It’s been almost ten years since the launch of Red Hat Enterprise Linux (RHEL) 7, and its maintenance support phase will come to an end in June 2024. When maintenance support ends, the Extended Life Phase will begin.
During this period, Red Hat will provide limited ongoing technical support. No bug fixes, security fixes, hardware enablement, or root cause analysis will be available, and support will only be supplied on existing installations.
Now that maintenance support is ending, it’s an excellent time to learn more about upgrading to the latest versions of RHEL—and why doing so might be a good idea.
Why upgrade to newer versions of RHEL?
Organizations are increasingly turning to hybrid cloud solutions, and the IT challenges they face are becoming more and more complex. Further increasing that complexity, organizations must continually adapt their technology and processes to fulfill rapidly-changing business demands, even as they maintain traditional systems.
As your infrastructure spreads from the datacenter to the cloud and out to the network edge, upgrading to one of the latest versions of RHEL can help your organization safeguard the stability of its IT foundation, simplifying and centralizing management across your hybrid cloud environment.
Upgrading to RHEL 9 provides the following benefits:
- Build RHEL images your way: RHEL 9 simplifies and streamlines the process of assembling your own customized operating system (OS) images, allowing you to select which of the latest content and security updates you apply.
- Unlock performance with Linux kernel 5.14 and new tools: Based on the upstream version of Linux kernel 5.14, RHEL 9 delivers improved performance for many key industry workloads and benchmarks.
- RHEL operates at the edge: If you’re deploying at the edge, upgrading RHEL helps improve workload resilience and security capabilities while also simplifying the inherent complexities that come with operating edge systems.

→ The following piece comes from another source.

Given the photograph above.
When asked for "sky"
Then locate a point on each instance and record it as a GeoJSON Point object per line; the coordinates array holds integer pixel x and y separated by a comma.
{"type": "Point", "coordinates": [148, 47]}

- Supported architectures now include ARM: RHEL for ARM pairs enterprise Linux features with the ARM architecture, delivering a more reliable, high-performance platform that helps to drive a more consistent application environment across physical, virtual and cloud deployments.
- Gain system-wide visibility with Red Hat Insights: Red Hat Insights uses predictive analytics to assess environments, identify and prioritize operational and security risks, and simplify operations. Insights also enhances subscription tracking across hybrid cloud deployments, streamlining how you manage your RHEL instances.
- Not yesterday’s Linux: Upgrading RHEL means you can continue to choose the version of popular applications and language runtimes you use. As new features and capabilities are added to updated databases, web servers and application frameworks, you can evolve your application stack based on your organization’s needs.
- Life cycle management that balances efficiency and consistency: A RHEL subscription offers flexible yet stable life cycle options to support your business and security requirements. You can choose from multiple supported versions, upgrade on your schedule and adopt new features when needed.
- Built in the open with upstream communities and Red Hat partners: RHEL 9 is the first major release for this product built within CentOS Stream. Because CentOS Stream code becomes the next minor release of RHEL, you can contribute directly to RHEL and test your workloads before new releases.